Insights: Graph Theory and Teatime; March 2007; Scientific American Magazine; by Gary Stix; 2 Page(s)
Every weekday afternoon some 20 mathematicians and theoretical computer scientists gather in the Seattle suburbs to share tea. The conversation runs from the latest on number theory to the fairest way to decide a closely contested election. The gathering spot is not the faculty lounge of an elite university but rather a meeting area in Building 113, the nondescript glass and steel structure that houses the Theory Group of Microsoft Research.

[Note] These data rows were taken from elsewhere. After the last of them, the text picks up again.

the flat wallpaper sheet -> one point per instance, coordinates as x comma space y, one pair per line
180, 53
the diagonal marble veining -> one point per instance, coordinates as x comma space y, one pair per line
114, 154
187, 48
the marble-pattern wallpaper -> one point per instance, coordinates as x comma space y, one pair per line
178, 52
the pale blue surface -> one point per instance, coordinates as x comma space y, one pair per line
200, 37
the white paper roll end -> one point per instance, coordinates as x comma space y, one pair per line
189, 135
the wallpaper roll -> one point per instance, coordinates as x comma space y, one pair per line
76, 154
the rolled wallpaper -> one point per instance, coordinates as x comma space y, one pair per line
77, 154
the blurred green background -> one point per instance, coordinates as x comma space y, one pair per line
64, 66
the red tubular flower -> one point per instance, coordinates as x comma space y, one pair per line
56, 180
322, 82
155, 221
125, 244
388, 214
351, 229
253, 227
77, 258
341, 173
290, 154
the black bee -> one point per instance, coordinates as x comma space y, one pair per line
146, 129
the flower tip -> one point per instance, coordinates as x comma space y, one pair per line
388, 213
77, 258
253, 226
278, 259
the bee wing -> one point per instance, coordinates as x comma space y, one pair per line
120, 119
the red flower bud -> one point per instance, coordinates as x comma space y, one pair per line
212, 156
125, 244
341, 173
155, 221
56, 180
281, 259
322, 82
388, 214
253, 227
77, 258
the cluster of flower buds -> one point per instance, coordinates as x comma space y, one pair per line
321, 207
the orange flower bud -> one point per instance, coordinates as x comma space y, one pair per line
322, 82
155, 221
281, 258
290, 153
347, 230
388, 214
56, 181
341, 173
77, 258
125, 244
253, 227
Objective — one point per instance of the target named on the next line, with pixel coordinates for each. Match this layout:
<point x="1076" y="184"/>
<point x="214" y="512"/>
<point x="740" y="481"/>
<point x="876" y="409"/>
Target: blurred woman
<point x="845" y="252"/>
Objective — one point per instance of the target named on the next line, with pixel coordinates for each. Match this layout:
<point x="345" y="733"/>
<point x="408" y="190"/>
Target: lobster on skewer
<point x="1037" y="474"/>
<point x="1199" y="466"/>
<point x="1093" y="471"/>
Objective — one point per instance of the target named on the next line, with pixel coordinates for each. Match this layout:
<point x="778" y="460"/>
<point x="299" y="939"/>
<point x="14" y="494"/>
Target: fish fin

A decade ago two mathematical physicists--Jennifer Chayes and Christian Borgs--gave up permanent academic positions for the allure of being able to go out and hire the best minds in discrete mathematics, statistical physics and theoretical computer science. By most measures, the pair have succeeded in recreating the rarefied world of a top university department, right down to the tea ritual. In essence, the group resembles a smaller version of the Mathematical Sciences Research Center in its heyday at the old Bell Labs, home to Claude E. Shannon, Richard Hamming, Narendra Karmarkar and other quantitative luminaries, before corporate upheavals ultimately forced a scaling back. "It would be very hard, if not just impossible, for a university to assemble such a group within a 10-year time frame," remarks Bart Selman, professor of computer science at Cornell University and also a former Bell Labs researcher. "Clearly, Microsoft resources play a role here."